In late October of 2024 I realized how tired I felt. All the time.
In early November I noticed how winded I was after the slightest exertion. Climbing the stairs. Making the bed. Laundry, housework, and walking the dog were all leaving me exhausted and short of breath. It wasn't normal-- was I that out of shape? I made an appointment to see my doctor. We talked about all my symptoms, and given my family's history of heart disease, he was concerned enough to do an EKG in his office, send me for labs and scheduled an MRI of my head and a stress test. The EKG was normal. the blood work looked good in all areas except my cholesterol reading was quite high. The MRI was to look for warning signs for a stroke and it came back normal as well. The next step was a stress test. It was quite physically challenging for me to do which honestly kind of alarmed me as I do walk a bit every day, we live in a 2 story house so climbing stairs a dozen times a day was common, yet here I was hanging on to that treadmill for dear life as the minutes ticked by. At the end of the test, as I sat gasping to regain normal breathing and have my blood pressure come back down, the technician consulted with the cardiologist. The results were intermediate risk for heart disease, so my Primary Care Dr referred me to the cardiologist for further testing.
In the cardio office another EKG was done. The Dr ordered a specific lab test to check for clots, scheduled me for a chest X ray and an echocardiogram. She ordered everything 'STAT" which added to my anxiety over what was going on. All the tests came back with nothing alarming to take note of. She then had me get a CT scan of my heart and lungs. That too looked normal although it did catch something on my liver that gave us pause. Not likely that its anything of significance and probably not at all connected to my symptoms of fatigue and Dyspnea (shortness of breath) But.... That lead to scheduling another MRI, with contrast, focusing on the liver.
In the meanwhile, my daughter reminded me that she was sick with Covid in September, and I came down with what I called a fairly normal head/chest cold around the same time. Did I have Covid then?
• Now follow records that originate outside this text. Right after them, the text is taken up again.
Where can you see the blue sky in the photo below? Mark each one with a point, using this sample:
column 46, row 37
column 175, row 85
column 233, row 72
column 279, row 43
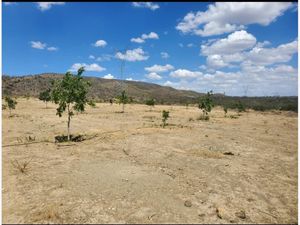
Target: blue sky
column 240, row 48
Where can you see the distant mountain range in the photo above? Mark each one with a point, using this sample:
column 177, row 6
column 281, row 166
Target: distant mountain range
column 101, row 89
column 105, row 89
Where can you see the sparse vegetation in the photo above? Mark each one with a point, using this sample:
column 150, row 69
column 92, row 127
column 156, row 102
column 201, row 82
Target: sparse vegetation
column 70, row 94
column 45, row 96
column 165, row 116
column 123, row 99
column 150, row 103
column 11, row 104
column 23, row 167
column 206, row 104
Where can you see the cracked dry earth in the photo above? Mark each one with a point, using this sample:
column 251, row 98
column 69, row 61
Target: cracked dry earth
column 130, row 170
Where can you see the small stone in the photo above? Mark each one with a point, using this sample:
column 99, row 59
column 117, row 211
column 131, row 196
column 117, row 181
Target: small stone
column 188, row 203
column 241, row 214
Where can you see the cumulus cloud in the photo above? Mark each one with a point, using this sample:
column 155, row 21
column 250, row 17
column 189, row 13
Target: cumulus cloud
column 43, row 6
column 88, row 67
column 137, row 40
column 164, row 55
column 52, row 49
column 38, row 45
column 268, row 56
column 235, row 42
column 140, row 40
column 108, row 76
column 153, row 76
column 159, row 69
column 100, row 43
column 185, row 74
column 225, row 17
column 137, row 54
column 149, row 5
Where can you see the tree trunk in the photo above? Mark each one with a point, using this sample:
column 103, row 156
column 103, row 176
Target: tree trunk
column 69, row 120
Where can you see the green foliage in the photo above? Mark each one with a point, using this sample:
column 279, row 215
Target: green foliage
column 123, row 99
column 45, row 96
column 11, row 104
column 91, row 103
column 206, row 104
column 165, row 116
column 240, row 107
column 150, row 102
column 70, row 94
column 225, row 108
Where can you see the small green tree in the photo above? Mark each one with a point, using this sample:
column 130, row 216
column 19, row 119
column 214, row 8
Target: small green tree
column 165, row 116
column 123, row 99
column 150, row 103
column 11, row 104
column 45, row 96
column 225, row 108
column 70, row 94
column 240, row 107
column 206, row 104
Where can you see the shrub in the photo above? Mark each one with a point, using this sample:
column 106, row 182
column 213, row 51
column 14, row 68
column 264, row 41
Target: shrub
column 165, row 116
column 123, row 99
column 45, row 96
column 206, row 104
column 11, row 104
column 151, row 103
column 70, row 94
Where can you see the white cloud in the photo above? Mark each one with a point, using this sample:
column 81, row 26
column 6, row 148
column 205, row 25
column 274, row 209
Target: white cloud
column 137, row 54
column 140, row 40
column 38, row 45
column 153, row 76
column 52, row 49
column 235, row 42
column 108, row 76
column 190, row 45
column 183, row 73
column 137, row 40
column 47, row 5
column 224, row 17
column 104, row 57
column 164, row 55
column 159, row 69
column 88, row 67
column 149, row 5
column 9, row 3
column 100, row 43
column 151, row 35
column 268, row 56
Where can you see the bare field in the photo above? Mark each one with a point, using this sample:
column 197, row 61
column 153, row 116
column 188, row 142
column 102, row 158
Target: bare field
column 130, row 170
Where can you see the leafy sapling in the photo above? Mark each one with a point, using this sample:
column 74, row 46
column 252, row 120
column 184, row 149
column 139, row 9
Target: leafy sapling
column 70, row 94
column 11, row 104
column 206, row 104
column 151, row 103
column 165, row 116
column 123, row 99
column 45, row 96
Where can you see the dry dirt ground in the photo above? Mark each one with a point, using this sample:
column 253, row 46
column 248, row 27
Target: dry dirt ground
column 131, row 170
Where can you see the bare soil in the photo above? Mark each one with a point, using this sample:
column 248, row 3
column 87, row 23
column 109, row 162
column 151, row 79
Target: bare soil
column 128, row 169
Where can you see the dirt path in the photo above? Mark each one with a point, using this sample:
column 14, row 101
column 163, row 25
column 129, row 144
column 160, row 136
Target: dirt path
column 133, row 171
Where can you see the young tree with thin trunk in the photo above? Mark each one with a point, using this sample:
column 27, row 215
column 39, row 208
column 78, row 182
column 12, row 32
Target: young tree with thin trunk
column 45, row 96
column 123, row 99
column 10, row 103
column 70, row 94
I didn't test so I really don't know but when I shared that with the doctors, they both went "ahhhh..... ok then...." and at this point I guess we have all decided I am dealing with 'long covid'. Unfortunately, the medical field seems to know as much about long covid as they did about covid when it first came out. The "treatment" for long covid is wait and see, I guess.
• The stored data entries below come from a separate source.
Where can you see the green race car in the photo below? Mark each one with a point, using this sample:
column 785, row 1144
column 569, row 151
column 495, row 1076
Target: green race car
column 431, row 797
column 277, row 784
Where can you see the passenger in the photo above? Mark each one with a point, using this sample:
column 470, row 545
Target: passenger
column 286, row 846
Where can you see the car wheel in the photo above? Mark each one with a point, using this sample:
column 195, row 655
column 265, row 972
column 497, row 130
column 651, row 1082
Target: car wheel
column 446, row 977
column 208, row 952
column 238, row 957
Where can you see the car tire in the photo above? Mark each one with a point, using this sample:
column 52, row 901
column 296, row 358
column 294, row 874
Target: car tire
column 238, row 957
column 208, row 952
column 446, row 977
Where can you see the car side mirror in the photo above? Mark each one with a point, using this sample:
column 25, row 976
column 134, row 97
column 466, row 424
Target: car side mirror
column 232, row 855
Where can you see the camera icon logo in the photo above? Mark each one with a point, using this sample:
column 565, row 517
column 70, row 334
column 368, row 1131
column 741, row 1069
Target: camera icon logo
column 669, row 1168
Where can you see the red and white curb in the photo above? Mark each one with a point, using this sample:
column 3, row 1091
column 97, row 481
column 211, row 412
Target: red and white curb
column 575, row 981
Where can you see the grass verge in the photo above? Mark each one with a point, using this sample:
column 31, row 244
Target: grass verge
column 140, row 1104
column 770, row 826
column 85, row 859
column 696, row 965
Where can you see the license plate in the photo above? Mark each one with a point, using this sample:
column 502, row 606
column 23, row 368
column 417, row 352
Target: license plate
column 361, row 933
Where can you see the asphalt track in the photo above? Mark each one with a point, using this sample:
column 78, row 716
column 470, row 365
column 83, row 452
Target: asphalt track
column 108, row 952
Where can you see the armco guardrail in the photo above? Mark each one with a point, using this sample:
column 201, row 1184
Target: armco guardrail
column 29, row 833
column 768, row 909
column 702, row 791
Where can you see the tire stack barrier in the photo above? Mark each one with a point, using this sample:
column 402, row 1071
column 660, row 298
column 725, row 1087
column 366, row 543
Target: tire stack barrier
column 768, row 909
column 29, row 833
The MRI for my liver happens this coming week. Again, the doctor thinks it will show something totally benign, but it would forever bother me if we didn't test to see what's really going on.
So.... what does all this mean? Last year I wrestled with the news that I have arthritis in my spine, my knees, ankles, feet and hands. Probably my shoulders too given I've had two rotator cuff surgeries and a rebuild on the left shoulder. That was a hard pill to swallow as I have dreams of hiking the Camino de Santiago, and many other fun activities that already look less promising given the pain I live with most days.
Why am I writing all of this? It's quite depressing when I think about all the recent health challenges and chronic depression is something I have dealt with most of my adult life.
I am writing this because the Word of the Year that God has given me is "JOY". Apparently, joy is something I need to work on because it's not the first time He has given me this word!
James 1:2-4 (NASB)
Consider it all JOY, my brothers and sisters when you encounter various trials, knowing that the testing of your faith produces endurance. And let endurance have its perfect result, so that you may be perfect and complete lacking in nothing.
Consider my trials joy.... let my faith be tested, gaining endurance, leading to perfect results...
I have certainly endured many a trial in my 66 years! Trials that definitely robbed me of all joy, contentment, happiness and peace. But for faith in God, I would have completely crumbled long ago!
I am grateful that all my tests came back fairly normal. Yes, I need to clean up my diet. (Apparently my love for butter and cream is coming back to bite me) and I need to try and remain as active as possible, even with all my aches and pains and fatigue. So I will find JOY in things. I will focus on the things that do bring me joy and I will find the joy in things that might not look so joyful!